Passageiros preferem encarar riscos
De São Sebastião até Águas Claras, Tatiane de Sousa, 29 anos, também teve de optar por veículos clandestinos antes mesmo das 6h. A atendente conta que após 50 minutos de espera, conseguiu entrar em uma van “menos lotada”. “Moro próximo ao terminal da cidade e, ainda assim, demorou muito até passar um veículo que desse para entrar”, conta.
Sobre os perigos de utilizar serviços não autorizados, ela confessa: “morro de medo, mas era minha única opção. Deixar de trabalhar é que não poderia”.
Insegurança
Com destino à Taguatinga, a copeira Cleide Lima, 46, aguardava que alguém do trabalho fosse buscá-la. “Fiquei duas horas esperando e nada de transporte.
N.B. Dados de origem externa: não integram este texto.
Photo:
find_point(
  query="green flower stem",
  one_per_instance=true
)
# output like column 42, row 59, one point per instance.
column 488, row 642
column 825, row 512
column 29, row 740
Eles vêm me buscar, mas não sei como voltarei para casa. É um sofrimento”.
Aguardando há mais de três horas, o assistente de faturamento de um hospital em Taguatinga Lucas Santos, 21 anos, pensava em voltar para casa. Piratas não seriam uma opção. “As empresas nos pagam o dinheiro contado, não acho justo termos que pagar a mais por falta de ônibus”, confessa. Apesar disso, ele entende a paralisação: “os rodoviários estão cobrando o direito deles”.
Mais carros nas ruas
O governo não tomou nenhuma medida prática para amenizar o transtorno. Segundo o DFTrans, o remanejamento de frotas de ônibus não é possível, uma vez que cada empresa é responsável por uma bacia. Assim, sem possibilidade de chegar aos destinos de ônibus ou com dificuldades para chegar ao metrô, os usuários do transporte público brasiliense tiraram os carros das garagens.
É o caso do garçom Denis Dirões, 24 anos, e da estudante Carolina Oliveira, 27. O primeiro esperou em vão por uma hora na parada de ônibus, em Brazlândia, até que desistiu. “Voltei para casa e peguei o carro para não perder o dia de trabalho”, explica.
Carolina, por outro lado, já saiu de casa com veículo próprio. Moradora do Novo Gama (GO), utiliza o Expresso DF para chegar ao Plano Piloto. Após a paralisação que resultou em confusão na quarta, como mostrou o JBr. ontem, ela resolveu sair de carro para não correr riscos.
As faixas exclusivas para ônibus da EPNB e da EPTG foram liberadas para todos os veículos pelo Departamento de Estradas de Rodagem até o fim das paralisações. O metrô também segue com capacidade máxima nos horários de pico.
Negociações continuam
A portas fechadas, os empresários, o Sindicato dos Rodoviários e o DFTrans tentam uma solução para o problema desde terça-feira, quando os rodoviários das empresas Cootarde e Riacho Grande cruzaram os braços. Estas duas já circulam normalmente.
Ontem, ficaram reunidos desde as 9h, mas não chegaram a um acordo, já que os empresários dizem faltar dinheiro para o repasse do reajuste aos rodoviários.
Se nada for resolvido, hoje, às 17h30, haverá uma audiência de reconciliação marcada pelo TRT para tentar pôr fim à greve.
Pense nisso
A licitação de todas as linhas de ônibus era a esperança de uma nova realidade para o transporte público do DF. Mas até agora o cenário não é dos melhores: ocorreram sucessivas paralisações neste ano, a maioria por conta do reajuste salarial. Ou seja, as empresas, em parte, são novas, mas os problemas são antigos. Além disso, as companhias mal começaram a rodar e já cobram maior parcela de lucro. Por essa os passageiros não esperavam, e são eles quem estão pagando o preço.